在 z/OS 汇编程序中将字节转换为位串?
Convert byte to string of bits in z/OS Assembler?
在 z/OS 程序集中将字节转换为其位表示的最佳方法是什么?
例如X'3A'变成CL8'00111010',类似于COBOL中的内在函数BIT-OF或者Rexx'X2B?
我在汇编中要做的是映射到每个可能的两个表,如下所示:
...
SR R1,R1
IC R1,BYTE
IC R1,HEXTAB(R1)
LA R1,BITTAB(R1)
MVC BITS,0(R1)
...
*
BYTE DC X'3A'
BITS DS CL8
HEXTAB DC X'0001020903110A19042112290B311A39'
DC X'05412245134D2A550C5D32651B6D3A75'
DC X'06264262237D468514804E8D2B95569D'
DC X'0D495EA533A966B11C886EB93BC176C9'
DC X'071727374353637324837E9B47AF86C7'
DC X'155181AD4FD18ED32C9096DB57D59EE3'
DC X'0E2E4A6A5F92A6BE3498AAE067DDB2EB'
DC X'1D5989B56FD7BAF33CA0C2EE77E5CAF7'
DC X'FF0810182028303840444C545C646C74'
DC X'25617C847F8C949C48A4A8B087B8C0C8'
DC X'16365272829AAEC650ACD0D28FDAD4E2'
DC X'2D6991BD97DFDCEA58B4D6F29FEDE4F6'
DC X'FE0F1F2F3F4B5B6B607B8B93A3A7B7BF'
DC X'357199C5ABCFD9E168BCDEE9B3F1ECF5'
DC X'FD1E3E5A7A8AA2B670C4CED8BBE8F0F4'
DC X'FC3D79A1C3CDE7EFFB78CCE6FACBF9F8'
BITTAB DC C'00000000100000011000001010000011'
DC C'10000100100001011000011010000111'
DC C'10001000100110001010100010111000'
DC C'11001000110110001110100011111001'
DC C'00101001001110010101100101101001'
DC C'01111001100110101001101110011101'
DC C'10011110100111111010101011101011'
DC C'01101011111011011110111011111111',C'0000000'
但这需要两个非常大的对应表示表。
有没有更有效或更简洁的方法来做到这一点?
我没有使用包含所有可能位值的大 table,而是使用 UNPK 将半字节隔离为一个字节。这允许我 AND 关闭区域部分,然后使用剩余的半字节作为本地数组字符串的偏移量,该字符串长度为 4 个字节,表示半字节的二进制值。这是第一次通过,但这是我的第一个想法。
如果我真的这样做,我可能会使用 EX 指令和 TM 来测试每个位,并简单地将“1”或“0”添加到字符位表示中。它将保存另一个字符数组。
为了使其更有用,可以对其进行优化以接收 3 个参数,即源字符串、其长度和指向输出缓冲区的指针。
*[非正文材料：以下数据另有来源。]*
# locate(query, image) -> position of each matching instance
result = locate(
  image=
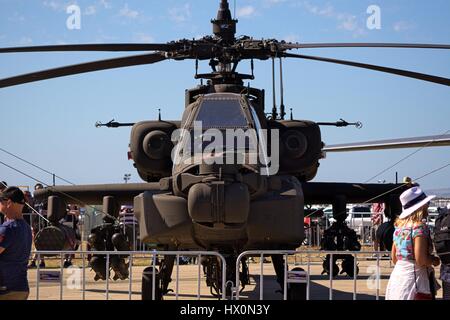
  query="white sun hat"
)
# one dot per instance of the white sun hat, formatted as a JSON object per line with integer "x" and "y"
{"x": 412, "y": 200}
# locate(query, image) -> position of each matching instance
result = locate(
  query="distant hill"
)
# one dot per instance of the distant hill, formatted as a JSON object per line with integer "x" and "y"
{"x": 441, "y": 193}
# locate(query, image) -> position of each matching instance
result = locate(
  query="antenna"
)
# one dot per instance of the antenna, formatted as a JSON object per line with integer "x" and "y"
{"x": 274, "y": 109}
{"x": 282, "y": 107}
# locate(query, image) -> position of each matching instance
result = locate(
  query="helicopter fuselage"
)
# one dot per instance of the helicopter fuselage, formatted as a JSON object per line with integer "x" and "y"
{"x": 222, "y": 193}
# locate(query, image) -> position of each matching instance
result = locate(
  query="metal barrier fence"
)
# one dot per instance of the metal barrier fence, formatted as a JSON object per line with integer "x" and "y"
{"x": 132, "y": 255}
{"x": 287, "y": 280}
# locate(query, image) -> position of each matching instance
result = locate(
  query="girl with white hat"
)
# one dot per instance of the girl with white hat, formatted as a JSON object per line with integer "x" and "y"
{"x": 412, "y": 250}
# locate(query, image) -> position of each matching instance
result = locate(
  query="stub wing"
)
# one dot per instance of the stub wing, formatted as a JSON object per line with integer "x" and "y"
{"x": 416, "y": 142}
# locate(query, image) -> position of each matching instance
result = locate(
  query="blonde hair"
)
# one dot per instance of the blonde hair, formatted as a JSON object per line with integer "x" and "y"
{"x": 414, "y": 219}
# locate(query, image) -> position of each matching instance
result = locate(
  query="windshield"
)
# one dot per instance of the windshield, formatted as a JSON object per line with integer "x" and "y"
{"x": 222, "y": 113}
{"x": 220, "y": 126}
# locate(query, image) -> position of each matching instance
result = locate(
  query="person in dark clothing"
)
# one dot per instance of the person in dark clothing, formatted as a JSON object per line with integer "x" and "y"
{"x": 15, "y": 246}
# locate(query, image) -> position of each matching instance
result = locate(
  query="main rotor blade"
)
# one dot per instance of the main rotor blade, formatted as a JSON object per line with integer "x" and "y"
{"x": 93, "y": 194}
{"x": 111, "y": 47}
{"x": 404, "y": 73}
{"x": 417, "y": 142}
{"x": 83, "y": 68}
{"x": 365, "y": 45}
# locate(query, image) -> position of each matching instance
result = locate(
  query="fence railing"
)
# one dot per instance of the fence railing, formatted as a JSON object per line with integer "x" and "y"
{"x": 131, "y": 255}
{"x": 378, "y": 256}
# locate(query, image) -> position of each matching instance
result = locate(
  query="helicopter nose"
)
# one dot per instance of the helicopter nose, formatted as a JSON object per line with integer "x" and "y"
{"x": 218, "y": 203}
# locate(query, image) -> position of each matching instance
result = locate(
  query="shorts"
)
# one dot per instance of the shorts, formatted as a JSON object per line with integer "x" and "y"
{"x": 374, "y": 231}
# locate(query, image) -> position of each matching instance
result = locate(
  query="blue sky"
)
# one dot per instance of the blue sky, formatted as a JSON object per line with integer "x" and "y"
{"x": 52, "y": 122}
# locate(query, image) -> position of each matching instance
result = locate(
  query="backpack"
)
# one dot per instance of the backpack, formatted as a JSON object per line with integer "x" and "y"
{"x": 442, "y": 237}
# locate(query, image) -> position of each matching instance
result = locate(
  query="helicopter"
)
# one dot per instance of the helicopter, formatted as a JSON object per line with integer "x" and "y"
{"x": 192, "y": 197}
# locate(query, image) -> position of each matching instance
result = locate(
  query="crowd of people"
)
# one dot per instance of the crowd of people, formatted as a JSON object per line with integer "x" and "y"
{"x": 22, "y": 218}
{"x": 413, "y": 277}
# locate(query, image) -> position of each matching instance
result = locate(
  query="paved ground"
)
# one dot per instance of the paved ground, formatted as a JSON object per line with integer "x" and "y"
{"x": 343, "y": 285}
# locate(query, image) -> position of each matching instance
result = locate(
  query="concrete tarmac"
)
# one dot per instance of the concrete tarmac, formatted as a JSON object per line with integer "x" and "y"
{"x": 190, "y": 289}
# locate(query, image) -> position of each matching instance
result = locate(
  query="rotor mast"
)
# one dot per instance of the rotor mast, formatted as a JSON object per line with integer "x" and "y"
{"x": 224, "y": 27}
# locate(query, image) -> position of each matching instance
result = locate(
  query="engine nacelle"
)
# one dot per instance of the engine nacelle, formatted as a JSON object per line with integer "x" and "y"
{"x": 300, "y": 147}
{"x": 151, "y": 149}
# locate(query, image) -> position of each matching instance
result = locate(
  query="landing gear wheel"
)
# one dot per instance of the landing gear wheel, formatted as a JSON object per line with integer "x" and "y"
{"x": 348, "y": 267}
{"x": 147, "y": 284}
{"x": 296, "y": 291}
{"x": 326, "y": 268}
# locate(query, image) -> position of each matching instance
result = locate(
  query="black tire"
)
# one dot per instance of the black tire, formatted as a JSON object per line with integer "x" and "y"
{"x": 297, "y": 291}
{"x": 147, "y": 285}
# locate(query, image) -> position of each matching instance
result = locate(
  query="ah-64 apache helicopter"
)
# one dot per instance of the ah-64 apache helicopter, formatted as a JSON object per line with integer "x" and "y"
{"x": 215, "y": 205}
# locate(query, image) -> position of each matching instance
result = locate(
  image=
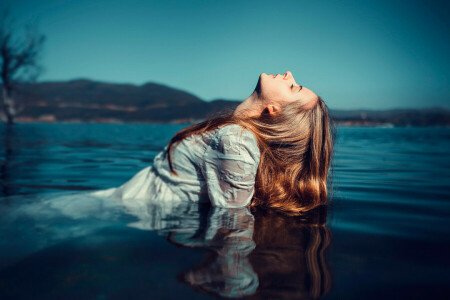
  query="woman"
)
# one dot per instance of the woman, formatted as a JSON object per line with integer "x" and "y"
{"x": 273, "y": 150}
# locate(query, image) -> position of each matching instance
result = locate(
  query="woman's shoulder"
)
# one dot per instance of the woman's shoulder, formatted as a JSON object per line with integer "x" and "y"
{"x": 235, "y": 138}
{"x": 234, "y": 130}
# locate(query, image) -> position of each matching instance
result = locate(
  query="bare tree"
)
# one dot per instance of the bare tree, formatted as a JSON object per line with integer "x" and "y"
{"x": 18, "y": 60}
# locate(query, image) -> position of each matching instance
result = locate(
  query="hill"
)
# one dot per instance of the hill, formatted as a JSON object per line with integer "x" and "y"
{"x": 84, "y": 100}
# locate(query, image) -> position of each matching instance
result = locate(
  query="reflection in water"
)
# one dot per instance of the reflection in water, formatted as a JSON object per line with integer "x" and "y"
{"x": 254, "y": 254}
{"x": 261, "y": 255}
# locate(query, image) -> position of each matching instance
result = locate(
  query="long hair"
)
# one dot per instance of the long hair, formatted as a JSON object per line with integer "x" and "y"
{"x": 296, "y": 147}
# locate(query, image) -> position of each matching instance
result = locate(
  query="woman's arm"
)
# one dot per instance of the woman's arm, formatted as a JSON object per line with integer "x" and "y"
{"x": 230, "y": 165}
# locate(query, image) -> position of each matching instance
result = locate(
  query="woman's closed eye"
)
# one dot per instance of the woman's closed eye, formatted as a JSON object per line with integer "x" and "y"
{"x": 298, "y": 89}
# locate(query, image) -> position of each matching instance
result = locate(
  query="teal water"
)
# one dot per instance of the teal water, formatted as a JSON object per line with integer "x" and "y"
{"x": 386, "y": 232}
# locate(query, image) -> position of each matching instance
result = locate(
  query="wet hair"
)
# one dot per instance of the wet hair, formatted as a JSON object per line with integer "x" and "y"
{"x": 296, "y": 146}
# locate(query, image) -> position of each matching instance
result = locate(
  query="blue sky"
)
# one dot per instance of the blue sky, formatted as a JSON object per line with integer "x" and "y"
{"x": 354, "y": 54}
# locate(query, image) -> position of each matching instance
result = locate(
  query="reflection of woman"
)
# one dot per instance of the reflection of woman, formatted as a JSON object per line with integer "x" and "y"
{"x": 270, "y": 256}
{"x": 273, "y": 150}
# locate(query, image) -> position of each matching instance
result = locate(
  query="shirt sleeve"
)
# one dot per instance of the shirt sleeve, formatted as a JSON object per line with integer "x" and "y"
{"x": 230, "y": 165}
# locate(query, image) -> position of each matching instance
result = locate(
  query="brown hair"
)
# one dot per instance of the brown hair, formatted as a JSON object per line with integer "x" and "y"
{"x": 296, "y": 147}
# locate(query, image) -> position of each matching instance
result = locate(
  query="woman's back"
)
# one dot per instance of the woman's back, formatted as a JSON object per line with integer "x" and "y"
{"x": 218, "y": 167}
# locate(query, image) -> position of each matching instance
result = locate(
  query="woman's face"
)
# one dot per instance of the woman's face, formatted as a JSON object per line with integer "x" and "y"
{"x": 271, "y": 92}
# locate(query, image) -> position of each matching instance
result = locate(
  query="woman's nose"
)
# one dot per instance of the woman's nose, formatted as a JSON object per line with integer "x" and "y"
{"x": 287, "y": 75}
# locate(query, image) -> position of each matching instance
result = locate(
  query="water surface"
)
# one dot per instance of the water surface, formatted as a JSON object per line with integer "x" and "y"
{"x": 384, "y": 235}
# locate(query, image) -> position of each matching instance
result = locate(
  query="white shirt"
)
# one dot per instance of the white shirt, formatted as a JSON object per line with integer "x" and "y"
{"x": 218, "y": 166}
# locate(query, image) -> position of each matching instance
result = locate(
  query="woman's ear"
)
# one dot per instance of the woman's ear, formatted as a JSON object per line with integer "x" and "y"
{"x": 272, "y": 109}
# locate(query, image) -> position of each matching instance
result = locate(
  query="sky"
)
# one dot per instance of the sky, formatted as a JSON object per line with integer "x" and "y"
{"x": 354, "y": 54}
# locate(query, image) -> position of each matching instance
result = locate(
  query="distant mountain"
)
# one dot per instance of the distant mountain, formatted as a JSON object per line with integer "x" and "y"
{"x": 84, "y": 100}
{"x": 92, "y": 101}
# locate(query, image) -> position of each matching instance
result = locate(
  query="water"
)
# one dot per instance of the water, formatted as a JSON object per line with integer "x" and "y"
{"x": 386, "y": 232}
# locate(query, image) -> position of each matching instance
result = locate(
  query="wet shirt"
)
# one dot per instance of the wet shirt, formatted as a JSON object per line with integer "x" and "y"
{"x": 218, "y": 166}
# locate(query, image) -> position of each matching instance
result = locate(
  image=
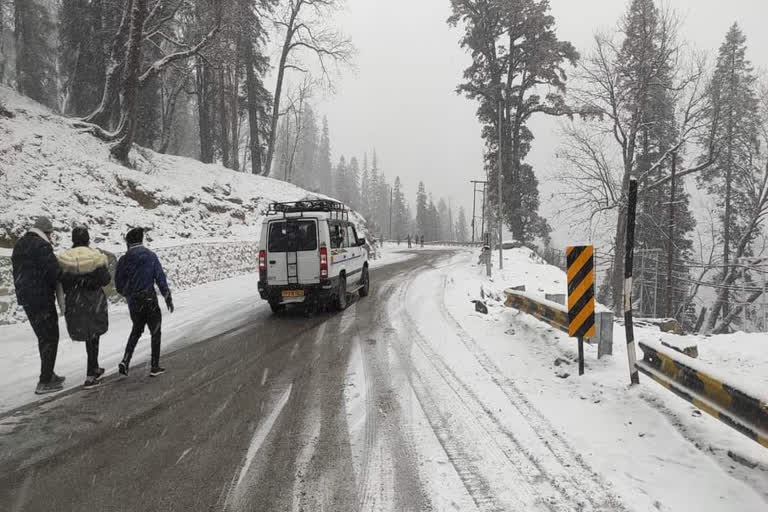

制作整个东西 re-entrant 就不需要本地存储了。
我认为这符合您的挑战。
测试字符串是 C"123ABC",输出结果是
F 1 F 2 F 3 C 1 C 2 C 3
1111 0001 1111 0010 1111 0011 1100 0001 1100 0010 1100 0011
PRINT NOGEN
* ------------------------------------------------------------------- *
* *
* C2B *
* *
* @author Hogstrom *
* *
* Process a set of bytes and convert to a displayable '1' and '10' *
* to represent the binary value. *
* *
* ------------------------------------------------------------------- *
R0 EQU 0
R1 EQU 1
R2 EQU 2
R3 EQU 3
R4 EQU 4
R5 EQU 5
R6 EQU 6
R7 EQU 7
R8 EQU 8
R9 EQU 9
R10 EQU 10
R11 EQU 11
R12 EQU 12 * Base Register
R13 EQU 13
R14 EQU 14
R15 EQU 15
*
ASMSKEL CSECT
STM R14,R12,12(R13)
LR R12,R15
USING ASMSKEL,R12
*
ST R13,SaveArea+4
LA R0,SaveArea
ST R0,8(R13)
LA R13,SaveArea
*
OPEN (SYSOUT,(OUTPUT))
*
LA R2,L'TEST1 Length of bytes to convert to binary
LA R3,TEST1 Source address of bytes to convert
LA R4,LINE Where to place the translated bits
BYTELOOP DS 0H
UNPK NIBBLE,0(2,R3) unpack two bytes, ignore the second
NC NIBBLE,=X'0F0F' Turn off zone as its not needed
SR R5,R5 Clear Bit Offset Register
IC R5,NIBBLE Grab offset
SLL R5,2 and multiply by 4
LA R6,CHARBITS
AR R6,R5 add offset to correct bits
MVC 0(4,R4),0(R6) move them
*
LA R4,5(R4) Increment to the next section
SR R5,R5 Clear Bit Offset Register
IC R5,NIBBLE+1 Grab offset
SLL R5,2 and multiply by 4
LA R6,CHARBITS
AR R6,R5 add offset to correct bits
MVC 0(4,R4),0(R6) move them
LA R4,5(R4) Increment to the next section
LA R3,1(R3) Move to next Byte
BCT R2,BYTELOOP
*
FINISH DS 0H
PUT SYSOUT,OUTREC
CLOSE SYSOUT
*
L R13,SaveArea+4
LM R14,R12,12(R13)
XR R15,R15
BR R14
*
SYSOUT DCB DSORG=PS,MACRF=(PM),DDNAME=SYSOUT, *
RECFM=FBA,LRECL=133,BLKSIZE=0
*
NIBBLE DS C' ' Second byte is ignored
*
TEST1 DC C'123ABC'
DC C' ' Filler Byte to accomodate UNPK
*
OUTREC DC 0CL133
ASA DC C' '
LINE DC CL132' '
*
SaveArea DS 18F
LTORG
CHARBITS DS 0H
DC C'0000'
DC C'0001'
DC C'0010'
DC C'0011'
DC C'0100'
DC C'0101'
DC C'0110'
DC C'0111'
DC C'1000'
DC C'1001'
DC C'1010'
DC C'1011'
DC C'1100'
DC C'1101'
DC C'1110'
DC C'1111'
END
在 z/OS 程序集中将字节转换为其位表示的最佳方法是什么?
例如X'3A'变成CL8'00111010',类似于COBOL中的内在函数BIT-OF或者Rexx'X2B?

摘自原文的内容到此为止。